Tier 1: Wow. My two favorite films of the year, as I’ve been saying for some time, are Inception and The Social Network. Both are products of impeccable craftsmanship, but the similarities may end there. Inception is a daring, singular vision, a lavishly designed thrill ride down the rabbit hole of our own minds. The Social Network, in contrast, is a precise, surgical character study of innovative genius and a gripping examination of the twin desires for individual recognition and human connection. Both are magnificent cinematic achievements that will be remembered long beyond this year’s Oscar ceremony.

So which is better? It’s a bit unsavory to reduce the discussion of two monumental works of art to a question that is so vulgarly binary, but the award is for Best Picture, so such is life. The answer, I think, depends upon what you most value in movies. Do you favor intimate, dialogue-driven pictures that prod at society’s eternal need for relationships in an increasingly isolated world? Or do you prefer excruciatingly detailed, boldly original set pieces that function both as thrilling escapism and as probing philosophical questions about the very nature of dreams?

Again, this is a false choice, as the proper answer is “both”. But the question must be answered, and fantasy junkie that I am, I tend to favor the latter. Make no mistake, The Social Network is perfect. But Inception is transcendent. And that’s why it’s the best movie of 2010.

MY IDEAL BALLOT
I’ll unveil this at some point when I post my own top 10 list for 2010. My reason for waiting isn’t that I’m intentionally teasing my readers (the nerve! the suspense!) but that I want to see as many movies as possible before finalizing my list. Granted, of all the releases in 2010, I watched 92 in theatres, plus another 34 on Netflix, but there are still many more I need to consume. A movie fanatic’s work, it appears, is never done.

BEST DIRECTOR

NOMINEES
Darren Aronofsky – Black Swan
Joel & Ethan Coen – True Grit
David Fincher – The Social Network
Tom Hooper – The King’s Speech
David O. Russell – The Fighter

WILL WIN
Now we’re talking. The curious thing about this year’s Oscars is that, while the Best Picture award is virtually a foregone conclusion, the Best Director race remains thoroughly in debate. It’s merely a two-party show, however, as the only real contenders are Tom Hooper for The King’s Speech and David Fincher for The Social Network. The prevailing theory from some pundits is that The Social Network, being fucking awesome, has to win at least one major category, and given that Colin Firth is a Fenster-Sneckler-380 lock for Best Actor, Fincher is the Facebook crowd’s best bet. Moreover, said pundits contend that Fincher is a known name amidst Academy circles, whereas Hooper is a relative amateur, meaning the latter hasn’t yet paid his dues.

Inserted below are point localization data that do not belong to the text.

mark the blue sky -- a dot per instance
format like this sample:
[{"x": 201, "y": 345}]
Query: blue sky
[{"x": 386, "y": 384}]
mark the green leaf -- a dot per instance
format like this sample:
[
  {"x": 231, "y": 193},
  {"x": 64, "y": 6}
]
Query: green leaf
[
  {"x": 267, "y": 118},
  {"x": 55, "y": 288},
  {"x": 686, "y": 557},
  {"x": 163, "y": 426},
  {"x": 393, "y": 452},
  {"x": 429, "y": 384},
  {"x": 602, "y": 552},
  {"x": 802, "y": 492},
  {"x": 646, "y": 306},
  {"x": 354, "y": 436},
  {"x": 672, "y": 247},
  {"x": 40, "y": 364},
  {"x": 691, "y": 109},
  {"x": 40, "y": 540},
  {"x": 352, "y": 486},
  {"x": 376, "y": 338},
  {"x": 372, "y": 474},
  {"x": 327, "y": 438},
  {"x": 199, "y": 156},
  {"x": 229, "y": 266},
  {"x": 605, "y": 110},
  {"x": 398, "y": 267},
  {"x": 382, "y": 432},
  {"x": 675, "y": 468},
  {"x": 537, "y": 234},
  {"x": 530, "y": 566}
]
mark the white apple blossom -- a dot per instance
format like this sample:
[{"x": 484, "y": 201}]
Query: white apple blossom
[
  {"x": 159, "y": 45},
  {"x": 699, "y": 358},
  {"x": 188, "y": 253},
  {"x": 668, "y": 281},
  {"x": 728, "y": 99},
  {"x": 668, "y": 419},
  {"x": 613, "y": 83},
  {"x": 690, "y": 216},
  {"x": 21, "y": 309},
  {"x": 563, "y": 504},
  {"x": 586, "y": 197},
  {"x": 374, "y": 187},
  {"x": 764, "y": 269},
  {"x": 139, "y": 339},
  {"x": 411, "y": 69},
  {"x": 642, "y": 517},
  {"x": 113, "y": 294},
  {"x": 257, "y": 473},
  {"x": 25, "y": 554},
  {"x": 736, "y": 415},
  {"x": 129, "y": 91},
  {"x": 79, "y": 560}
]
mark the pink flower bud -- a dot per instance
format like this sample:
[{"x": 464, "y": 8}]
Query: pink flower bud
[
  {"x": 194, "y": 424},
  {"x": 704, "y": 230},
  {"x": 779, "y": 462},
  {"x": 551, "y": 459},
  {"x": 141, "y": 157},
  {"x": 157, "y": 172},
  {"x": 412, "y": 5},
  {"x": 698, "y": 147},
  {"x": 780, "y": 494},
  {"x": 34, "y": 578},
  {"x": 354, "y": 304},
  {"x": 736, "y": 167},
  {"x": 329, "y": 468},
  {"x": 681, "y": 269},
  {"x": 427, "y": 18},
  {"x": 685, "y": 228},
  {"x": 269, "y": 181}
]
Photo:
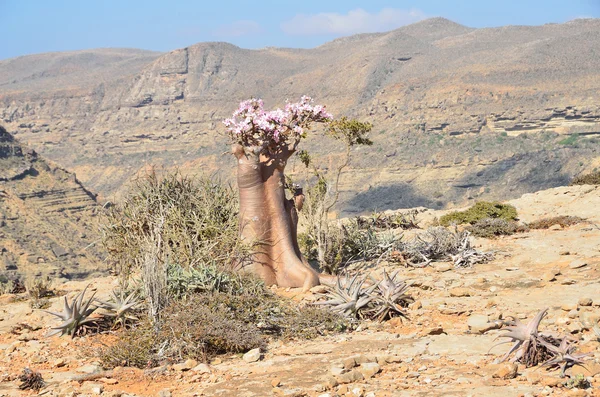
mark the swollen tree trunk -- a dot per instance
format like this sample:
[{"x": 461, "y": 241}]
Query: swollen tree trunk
[{"x": 268, "y": 220}]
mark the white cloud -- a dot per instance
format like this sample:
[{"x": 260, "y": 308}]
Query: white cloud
[
  {"x": 355, "y": 21},
  {"x": 238, "y": 29}
]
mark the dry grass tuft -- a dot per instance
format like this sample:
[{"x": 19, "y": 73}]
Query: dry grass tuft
[{"x": 563, "y": 221}]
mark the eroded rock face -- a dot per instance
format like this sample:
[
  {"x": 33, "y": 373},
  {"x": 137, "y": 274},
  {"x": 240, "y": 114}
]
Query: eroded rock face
[
  {"x": 46, "y": 217},
  {"x": 459, "y": 113}
]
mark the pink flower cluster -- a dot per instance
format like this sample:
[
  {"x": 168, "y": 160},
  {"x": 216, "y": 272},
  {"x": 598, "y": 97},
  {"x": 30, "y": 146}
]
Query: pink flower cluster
[{"x": 252, "y": 125}]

Unfortunately, I have major issues with that theory. First, Hooper won at the Directors’ Guild, and no filmmaker who won that award has lost at the Oscars since Rob Marshall for Chicago in 2002. Second, I’m already pegging The Social Network to win a major award, namely Best Adapted Screenplay. And finally, Fincher isn’t exactly Clint Eastwood – this is only his second nomination, and he’s still just 48 years old, so voters will have plenty of opportunities to reward him in the future.

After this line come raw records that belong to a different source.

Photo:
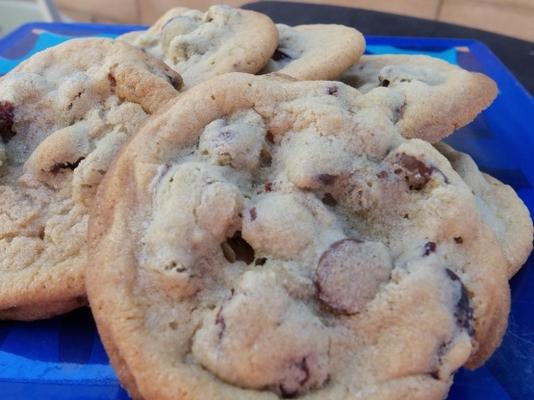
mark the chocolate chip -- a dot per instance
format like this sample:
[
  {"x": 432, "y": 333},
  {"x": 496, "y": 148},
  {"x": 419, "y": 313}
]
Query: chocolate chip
[
  {"x": 430, "y": 247},
  {"x": 434, "y": 375},
  {"x": 398, "y": 112},
  {"x": 417, "y": 173},
  {"x": 112, "y": 80},
  {"x": 445, "y": 179},
  {"x": 464, "y": 311},
  {"x": 237, "y": 249},
  {"x": 56, "y": 168},
  {"x": 289, "y": 390},
  {"x": 175, "y": 80},
  {"x": 260, "y": 261},
  {"x": 7, "y": 113},
  {"x": 332, "y": 90},
  {"x": 253, "y": 213},
  {"x": 329, "y": 200},
  {"x": 219, "y": 320},
  {"x": 279, "y": 55},
  {"x": 326, "y": 179},
  {"x": 265, "y": 158},
  {"x": 382, "y": 174},
  {"x": 287, "y": 393}
]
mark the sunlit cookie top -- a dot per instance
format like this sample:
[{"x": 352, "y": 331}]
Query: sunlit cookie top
[{"x": 265, "y": 238}]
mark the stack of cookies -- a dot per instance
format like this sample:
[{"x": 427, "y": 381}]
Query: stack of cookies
[{"x": 256, "y": 211}]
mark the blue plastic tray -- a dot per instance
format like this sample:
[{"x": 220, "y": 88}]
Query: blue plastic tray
[{"x": 62, "y": 358}]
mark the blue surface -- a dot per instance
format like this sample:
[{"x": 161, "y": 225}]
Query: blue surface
[{"x": 62, "y": 358}]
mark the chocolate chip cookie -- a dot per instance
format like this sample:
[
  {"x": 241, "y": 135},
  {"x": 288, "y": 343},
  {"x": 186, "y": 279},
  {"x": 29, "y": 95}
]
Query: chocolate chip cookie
[
  {"x": 264, "y": 238},
  {"x": 200, "y": 45},
  {"x": 439, "y": 97},
  {"x": 315, "y": 52},
  {"x": 64, "y": 114},
  {"x": 500, "y": 208}
]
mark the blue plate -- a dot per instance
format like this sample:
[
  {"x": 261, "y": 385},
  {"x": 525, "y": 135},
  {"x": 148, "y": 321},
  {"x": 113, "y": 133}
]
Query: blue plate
[{"x": 62, "y": 358}]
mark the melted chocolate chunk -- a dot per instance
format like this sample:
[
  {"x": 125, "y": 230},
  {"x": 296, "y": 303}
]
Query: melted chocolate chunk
[
  {"x": 57, "y": 168},
  {"x": 332, "y": 90},
  {"x": 237, "y": 249},
  {"x": 326, "y": 179},
  {"x": 219, "y": 320},
  {"x": 398, "y": 112},
  {"x": 384, "y": 82},
  {"x": 417, "y": 173},
  {"x": 430, "y": 247},
  {"x": 464, "y": 311},
  {"x": 279, "y": 55},
  {"x": 112, "y": 81},
  {"x": 7, "y": 113}
]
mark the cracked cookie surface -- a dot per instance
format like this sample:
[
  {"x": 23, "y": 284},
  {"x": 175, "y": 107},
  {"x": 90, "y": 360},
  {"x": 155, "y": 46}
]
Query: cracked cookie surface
[
  {"x": 500, "y": 208},
  {"x": 317, "y": 261},
  {"x": 64, "y": 114},
  {"x": 200, "y": 45},
  {"x": 315, "y": 52},
  {"x": 438, "y": 97}
]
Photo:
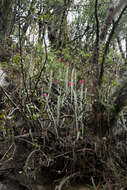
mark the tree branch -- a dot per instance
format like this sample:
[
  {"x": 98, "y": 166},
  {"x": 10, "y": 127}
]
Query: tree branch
[
  {"x": 108, "y": 43},
  {"x": 109, "y": 18}
]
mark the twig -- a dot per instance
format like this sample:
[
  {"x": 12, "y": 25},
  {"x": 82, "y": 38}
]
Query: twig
[{"x": 64, "y": 180}]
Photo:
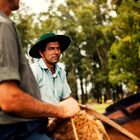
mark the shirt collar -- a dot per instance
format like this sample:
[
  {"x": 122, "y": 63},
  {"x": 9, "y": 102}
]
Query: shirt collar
[{"x": 4, "y": 15}]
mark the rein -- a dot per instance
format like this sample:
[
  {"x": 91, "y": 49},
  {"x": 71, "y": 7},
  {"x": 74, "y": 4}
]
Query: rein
[{"x": 109, "y": 122}]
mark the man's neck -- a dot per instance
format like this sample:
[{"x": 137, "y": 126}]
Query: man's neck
[{"x": 4, "y": 8}]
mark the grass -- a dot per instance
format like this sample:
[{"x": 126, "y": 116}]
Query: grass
[{"x": 99, "y": 107}]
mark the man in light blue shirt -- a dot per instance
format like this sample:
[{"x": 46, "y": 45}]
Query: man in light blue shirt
[{"x": 49, "y": 75}]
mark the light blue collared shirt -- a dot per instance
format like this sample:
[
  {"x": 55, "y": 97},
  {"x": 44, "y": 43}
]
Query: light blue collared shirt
[{"x": 54, "y": 88}]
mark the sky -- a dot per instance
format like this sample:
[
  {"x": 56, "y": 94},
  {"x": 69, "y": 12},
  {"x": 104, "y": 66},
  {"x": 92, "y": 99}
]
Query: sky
[{"x": 39, "y": 5}]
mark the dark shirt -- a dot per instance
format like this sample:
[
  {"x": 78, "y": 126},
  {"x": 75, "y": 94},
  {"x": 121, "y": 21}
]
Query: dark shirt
[{"x": 14, "y": 65}]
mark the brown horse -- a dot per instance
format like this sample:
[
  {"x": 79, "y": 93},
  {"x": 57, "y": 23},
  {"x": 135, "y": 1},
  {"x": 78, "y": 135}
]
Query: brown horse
[{"x": 127, "y": 114}]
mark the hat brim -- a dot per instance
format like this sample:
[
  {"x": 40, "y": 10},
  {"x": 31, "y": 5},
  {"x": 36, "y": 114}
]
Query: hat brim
[{"x": 62, "y": 39}]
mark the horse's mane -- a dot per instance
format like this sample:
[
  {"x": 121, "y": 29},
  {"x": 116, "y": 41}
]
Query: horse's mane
[
  {"x": 125, "y": 102},
  {"x": 122, "y": 105}
]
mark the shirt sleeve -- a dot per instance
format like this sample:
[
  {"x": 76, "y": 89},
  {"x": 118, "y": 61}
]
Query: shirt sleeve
[
  {"x": 66, "y": 88},
  {"x": 9, "y": 59}
]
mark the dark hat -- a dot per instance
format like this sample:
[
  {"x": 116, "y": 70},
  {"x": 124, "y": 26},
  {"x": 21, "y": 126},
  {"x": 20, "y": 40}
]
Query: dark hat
[{"x": 46, "y": 38}]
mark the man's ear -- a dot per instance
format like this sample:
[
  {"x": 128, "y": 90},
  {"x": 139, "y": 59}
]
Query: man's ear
[{"x": 40, "y": 53}]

I hope I’m wrong, of course, as I do in so many categories at this year’s Oscars. But too many arrows are pointing in Hooper‘s direction. And if I’m right, well, here’s to what Jeff Goldblum said in Jurassic Park.

SHOULD WIN
Russell’s nomination is a sham and merits no further discussion. Hooper’s isn’t much more deserved, as his workmanlike approach to The King’s Speech is serviceable but hardly award-worthy. The Coens do their usual magnificent work in True Grit, and even if the result is strangely unmemorable, that shouldn’t take away from the Brothers’ poise and precision.

Now, outside of the completely badass Henley Regatta sequence, it’s tempting to overlook Fincher’s masterful command of The Social Network, given that the film plays host to Aaron Sorkin’s superb screenplay and a bevy of flawless performances. But it’s Fincher’s movie, and he ensures that the pacing remains tight, the editing crisp, and the visuals sharp yet unobtrusive.

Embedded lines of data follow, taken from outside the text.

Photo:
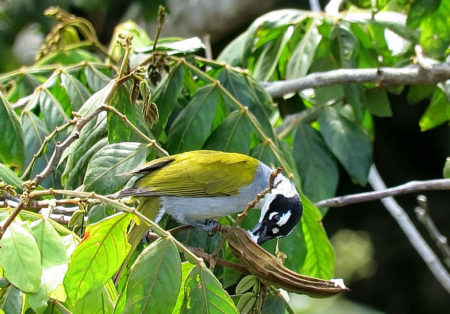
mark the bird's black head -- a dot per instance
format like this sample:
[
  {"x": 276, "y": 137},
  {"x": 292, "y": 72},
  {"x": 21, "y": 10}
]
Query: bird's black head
[{"x": 279, "y": 219}]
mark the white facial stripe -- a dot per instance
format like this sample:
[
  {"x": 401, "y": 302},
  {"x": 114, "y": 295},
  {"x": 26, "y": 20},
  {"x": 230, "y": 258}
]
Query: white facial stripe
[
  {"x": 272, "y": 214},
  {"x": 284, "y": 218}
]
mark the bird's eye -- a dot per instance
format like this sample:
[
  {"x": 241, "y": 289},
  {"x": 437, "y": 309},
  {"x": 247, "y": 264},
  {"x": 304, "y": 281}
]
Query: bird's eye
[{"x": 275, "y": 218}]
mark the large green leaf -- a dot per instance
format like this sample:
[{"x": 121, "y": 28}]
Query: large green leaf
[
  {"x": 19, "y": 250},
  {"x": 438, "y": 111},
  {"x": 233, "y": 135},
  {"x": 97, "y": 301},
  {"x": 348, "y": 142},
  {"x": 97, "y": 99},
  {"x": 98, "y": 256},
  {"x": 92, "y": 139},
  {"x": 51, "y": 109},
  {"x": 77, "y": 92},
  {"x": 303, "y": 55},
  {"x": 315, "y": 164},
  {"x": 319, "y": 260},
  {"x": 154, "y": 279},
  {"x": 203, "y": 293},
  {"x": 95, "y": 78},
  {"x": 117, "y": 130},
  {"x": 12, "y": 151},
  {"x": 268, "y": 58},
  {"x": 104, "y": 167},
  {"x": 432, "y": 17},
  {"x": 192, "y": 126}
]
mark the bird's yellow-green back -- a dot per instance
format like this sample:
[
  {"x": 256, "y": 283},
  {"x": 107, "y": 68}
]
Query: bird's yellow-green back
[{"x": 200, "y": 173}]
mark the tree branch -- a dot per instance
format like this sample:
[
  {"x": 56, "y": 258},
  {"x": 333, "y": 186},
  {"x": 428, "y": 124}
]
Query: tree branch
[
  {"x": 417, "y": 241},
  {"x": 410, "y": 187},
  {"x": 383, "y": 77},
  {"x": 423, "y": 215}
]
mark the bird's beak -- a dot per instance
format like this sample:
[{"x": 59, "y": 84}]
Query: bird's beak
[{"x": 259, "y": 233}]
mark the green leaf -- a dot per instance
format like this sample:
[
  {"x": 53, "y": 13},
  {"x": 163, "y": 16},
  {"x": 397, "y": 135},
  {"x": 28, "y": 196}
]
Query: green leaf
[
  {"x": 8, "y": 176},
  {"x": 267, "y": 60},
  {"x": 273, "y": 304},
  {"x": 154, "y": 279},
  {"x": 168, "y": 91},
  {"x": 92, "y": 139},
  {"x": 378, "y": 104},
  {"x": 12, "y": 151},
  {"x": 35, "y": 131},
  {"x": 432, "y": 17},
  {"x": 186, "y": 268},
  {"x": 315, "y": 164},
  {"x": 117, "y": 130},
  {"x": 203, "y": 293},
  {"x": 96, "y": 100},
  {"x": 446, "y": 171},
  {"x": 348, "y": 142},
  {"x": 303, "y": 55},
  {"x": 236, "y": 52},
  {"x": 232, "y": 135},
  {"x": 98, "y": 256},
  {"x": 104, "y": 167},
  {"x": 97, "y": 301},
  {"x": 319, "y": 260},
  {"x": 68, "y": 57},
  {"x": 12, "y": 301},
  {"x": 51, "y": 110},
  {"x": 192, "y": 126},
  {"x": 438, "y": 111},
  {"x": 76, "y": 91},
  {"x": 20, "y": 251}
]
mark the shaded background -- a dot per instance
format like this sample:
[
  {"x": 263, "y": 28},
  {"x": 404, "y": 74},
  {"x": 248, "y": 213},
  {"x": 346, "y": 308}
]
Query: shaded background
[{"x": 388, "y": 274}]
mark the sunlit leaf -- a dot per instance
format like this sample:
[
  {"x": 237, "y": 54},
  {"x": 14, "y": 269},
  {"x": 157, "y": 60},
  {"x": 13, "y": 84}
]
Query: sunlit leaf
[
  {"x": 348, "y": 142},
  {"x": 20, "y": 251},
  {"x": 98, "y": 256},
  {"x": 12, "y": 301},
  {"x": 77, "y": 92},
  {"x": 315, "y": 164},
  {"x": 192, "y": 126},
  {"x": 154, "y": 279},
  {"x": 302, "y": 56},
  {"x": 319, "y": 260},
  {"x": 11, "y": 136},
  {"x": 203, "y": 293},
  {"x": 113, "y": 159},
  {"x": 92, "y": 139}
]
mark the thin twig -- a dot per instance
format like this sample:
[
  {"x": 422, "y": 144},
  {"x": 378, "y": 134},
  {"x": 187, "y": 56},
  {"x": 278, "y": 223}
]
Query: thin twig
[
  {"x": 410, "y": 187},
  {"x": 383, "y": 77},
  {"x": 211, "y": 259},
  {"x": 135, "y": 129},
  {"x": 423, "y": 215},
  {"x": 416, "y": 239},
  {"x": 47, "y": 139}
]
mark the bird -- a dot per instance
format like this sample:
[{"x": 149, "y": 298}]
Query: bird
[{"x": 199, "y": 186}]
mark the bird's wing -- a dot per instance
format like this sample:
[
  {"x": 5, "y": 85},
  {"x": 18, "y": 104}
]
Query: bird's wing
[{"x": 194, "y": 174}]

That said, I’m actually going to go against The Social Network and take Darren Aronofsky for his startlingly ambitious work in Black Swan. Part of it is just a matter of relative value-add; Fincher started his movie with a great script and a top-notch cast, whereas the premise of Aronofsky’s picture is utterly preposterous and stars an actress who, until this film, had never truly wowed audiences. But the helmer of Requiem for a Dream dives into the absurdity of Black Swan with both a fanboy’s relish and a maestro’s discipline, transforming a potentially laughable horror flick into an unforgettable movie that is delectably nightmarish.

MY IDEAL BALLOT
Darren Aronofsky – Black Swan
Christopher Nolan – Inception
Martin Scorsese – Shutter Island
Edgar Wright – Scott Pilgrim vs. the World
David Yates – Harry Potter and the Deathly Hallows: Part 1

Aronofsky’s nomination is welcome; Nolan’s snub is criminal. Scorsese abandons all sense of discipline and turns a nonsensical mess into a compelling psychological thriller. Wright brings boundless energy to the off-kilter universe of Scott Pilgrim, and the result is pure joy. Yates, in contrast, approaches the penultimate installment of a landmark cinematic franchise with patience and restraint, creating an exhilarating adaptation that stands quite well on its own.

(Note: I could write 3,000 words about the following clip and still have plenty left in reserve. Suffice it to say that it perfectly embodies everything that’s great about Yates’ adaptations – refusal to bind himself slavishly to the books, willingness to let music and visuals tell his story, and a deft, unassuming hand with his actors. It’s magic.)

MY IDEAL BALLOT: SECOND TIER
Joel & Ethan Coen – True Grit
Nash Edgerton – The Square
David Fincher – The Social Network
Luca Guadagnino – I Am Love
Roman Polanski – The Ghost Writer

A former stunt coordinator, Edgerton brings the same ruthless craftsmanship that the Coen Brothers brought to their debut 26 years ago in Blood Simple. Joel and Ethan, meanwhile, have hardly lost their touch, as True Grit shows. Guadagnino proves that Scorsese isn’t the only director who never knows when to stop, converting potential schlock into serious art. Polanski, the great auteur, has rarely seemed to be enjoying himself more than in The Ghost Writer, right down to his devilish final shot.

Also deserving: Ben Affleck – The Town (for injecting energy into a stock crime picture); J. Blakeson – The Disappearance of Alice Creed (for that riveting silent opening sequence); Juan Jose Campanella – The Secret in Their Eyes (for that riveting single take at the soccer stadium); Anton Corbijn – The American (for proving that imagery can speak as loudly as dialogue); Giorgos Lanthimos – Dogtooth (for observing insanity with extreme detachment); Matt Reeves – Let Me In (for illustrating that scary movies aren’t all about the “Boo!” moments).